Gold falls amid US Dollar surge, traders eye US inflation figures
Gold slips with US Dollar gain, traders focus on US inflation data
Gold falls with Trump win reducing political risk; focus on potential inflationary policies.
US Dollar gains weigh on Bullion even as yields ease.
Powell signals slow moves toward adjustment, leaving future Fed path open amid economic strength.
Gold prices fell on Friday as the Greenback stages a comeback despite the decline of US Treasury yields. Investors are still trying to make sense of Donald Trump’s win in the US election, and they have backed off exposure on what is called the “Trump trade” since there are many clouds of uncertainty over tariffs. The XAU/USD trades at $2,688, up more than 0.67%.
US equities extended gains, regarding which election jitters have been the primary drivers of Bullion’s advance.

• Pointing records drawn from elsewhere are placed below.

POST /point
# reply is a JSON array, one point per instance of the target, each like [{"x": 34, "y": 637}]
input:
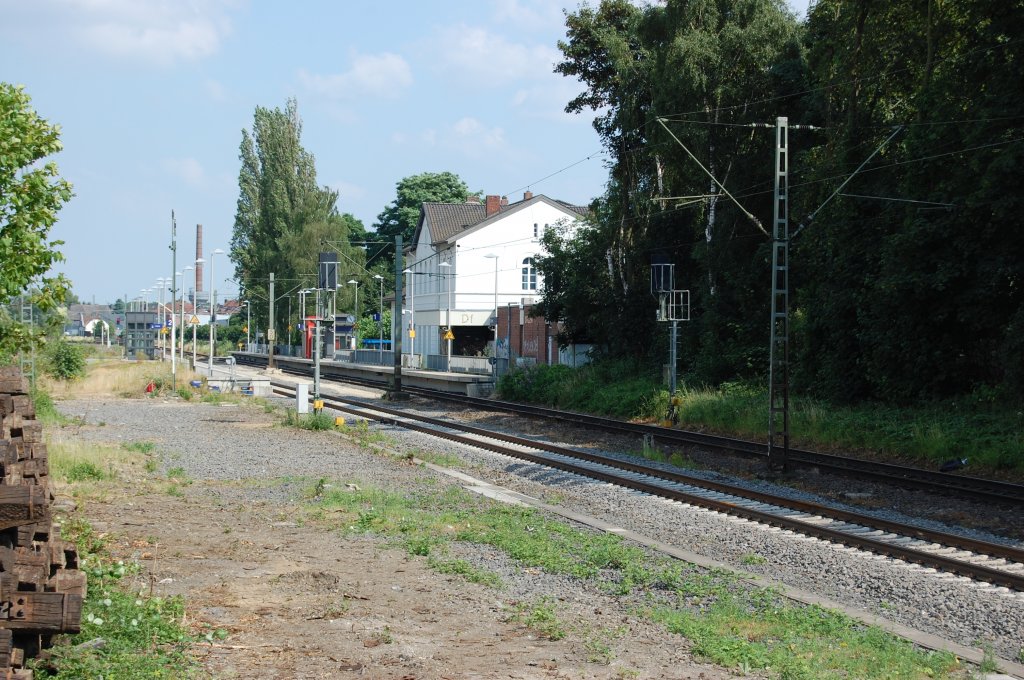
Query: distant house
[
  {"x": 469, "y": 259},
  {"x": 83, "y": 320}
]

However, risk over US politics has faded, and market participants would look toward Trump’s policies.
Following his victory, the US Dollar strengthened even though investors expect a less dovish Federal Reserve (Fed). Some of Trump’s policies are seen as inflation prone that would exert pressure on the US central bank.
The Fed cut rates Thursday, against the backdrop of a strong economy, a cooling labor market, and an evolving process of disinflation. But its officials noted that inflation “remains somewhat elevated” even as the benchmark approaches its 2% target.
Fed Chair Jerome Powell did not offer any forward guidance on monetary policy and kept options open at upcoming meetings. He underscored the fact that the Fed could afford to take its time cutting rates given how very strong the economy is. He acknowledged that policy remains restrictive, even after today’s rate cut, since officials want to get rates to neutral levels.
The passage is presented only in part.